A grande e talvez não tão óbvia contradição interna do movimento reside em ter como base uma filosofia que não oferece base alguma. Primeiro abrem mão de normas morais sexuais, mas para isso é preciso abolir a moral cristã. E o caminho para isso é abolindo a religião. O ateísmo é o caminho necessário para alcançar tal fim. Depois de conseguido tal feito a coerência social vai pro espaço. Daí surge inconsistências como a tão acalorada ideia de que todos devemos ser absolutamente tolerantes com certas práticas. E intolerantes com quem discorde. Qualquer menino que foi bem instruído em lógica perceberá a aberração de tais afirmações. Se rompermos com o dogma da moralidade objetiva e da verdade absoluta abriremos mão da própria lógica. Se tudo cai no relativismo de valores, na verdade significa que não há valor algum. Tudo o que resta são subjetivações sentimentais. Um amontoado de afirmações amorfas destituídas de sentido e coerência. Se não há um modelo de verdade absoluta a ser copiado ou seguido inventaremos os nossos próprios de acordo com nossos interesses pessoais. Se tudo cai na relativização, os valores logo se tornam inexistentes ou rarefeitos.

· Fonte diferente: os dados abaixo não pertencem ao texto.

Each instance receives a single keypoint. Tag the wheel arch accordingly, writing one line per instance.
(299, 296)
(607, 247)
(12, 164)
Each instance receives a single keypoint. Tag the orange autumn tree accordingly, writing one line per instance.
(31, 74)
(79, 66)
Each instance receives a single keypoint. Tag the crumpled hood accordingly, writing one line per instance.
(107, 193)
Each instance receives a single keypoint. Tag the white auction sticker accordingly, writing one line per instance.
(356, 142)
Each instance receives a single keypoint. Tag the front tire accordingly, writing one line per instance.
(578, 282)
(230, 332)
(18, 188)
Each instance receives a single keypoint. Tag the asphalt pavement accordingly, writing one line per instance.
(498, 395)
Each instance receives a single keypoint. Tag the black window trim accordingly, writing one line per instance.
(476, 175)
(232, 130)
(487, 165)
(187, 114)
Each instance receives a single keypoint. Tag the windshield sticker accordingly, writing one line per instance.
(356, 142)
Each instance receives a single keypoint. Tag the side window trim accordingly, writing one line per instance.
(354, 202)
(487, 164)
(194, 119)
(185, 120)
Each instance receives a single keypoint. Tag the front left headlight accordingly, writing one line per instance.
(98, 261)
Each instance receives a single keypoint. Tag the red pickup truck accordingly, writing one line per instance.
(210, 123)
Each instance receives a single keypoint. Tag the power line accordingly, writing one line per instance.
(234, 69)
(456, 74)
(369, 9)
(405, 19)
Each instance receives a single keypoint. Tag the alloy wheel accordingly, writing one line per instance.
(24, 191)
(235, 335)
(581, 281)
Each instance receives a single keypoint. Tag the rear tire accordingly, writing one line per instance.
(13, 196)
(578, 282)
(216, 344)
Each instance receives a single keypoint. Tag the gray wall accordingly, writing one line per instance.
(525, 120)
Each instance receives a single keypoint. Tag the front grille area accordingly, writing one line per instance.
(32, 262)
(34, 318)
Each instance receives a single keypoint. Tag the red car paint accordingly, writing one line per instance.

A violência é fruto da relativização de valores. O mal tomado como bem. Não estou negando a existência de leis que vão contra essas práticas, mas que leis não são suficientes se essas não são absolutas. Se não existe um modelo de lei supremo e exterior ao homem, dificilmente esse homem respeitará a lei na ausência de outras pessoas. Ao tirarem o valor supremo das normas de Deus o ser humano precisa criar um modelo artificial que se assemelhe a esse valor absoluto. Segundo os filósofos contratualistas, assim surge o Estado: todos os homens abrem mão dos seus direitos de fazerem justiça pelos seus próprios meios, e delegam esse direito a uma única coisa, no caso o Estado. Somente o Estado tem o poder de julgar e punir uma pessoa. Porém esse modelo é falho, pois o Estado sempre será dirigido e representado por homens, e estes poderão criar leis que os privilegiem, e ainda assim causará outro problema social, pois se o poder pode ser exercido por um representante do Estado, e esse representante é um ser humano, logo qualquer cidadão na condição de homem (ser humano) poderá exercer a mesma função. O que levará a uma disputa eterna entre os homens para alcançar esse poder. O caos continua. O problema da justiça plena fica difícil de ser resolvido se não há uma instância objetiva e externa aos homens. Por isso a necessidade de um legislador moral absoluto. Por isso se não existe Deus e nem a eternidade, tudo se torna permissível. Se não há Deus e a eternidade a vida humana não tem valor intrínseco, matar alguém deixa de ser visto como errado. O Estado nunca terá o controle total sobre isso se não recorrer a uma instância exterior aos homens.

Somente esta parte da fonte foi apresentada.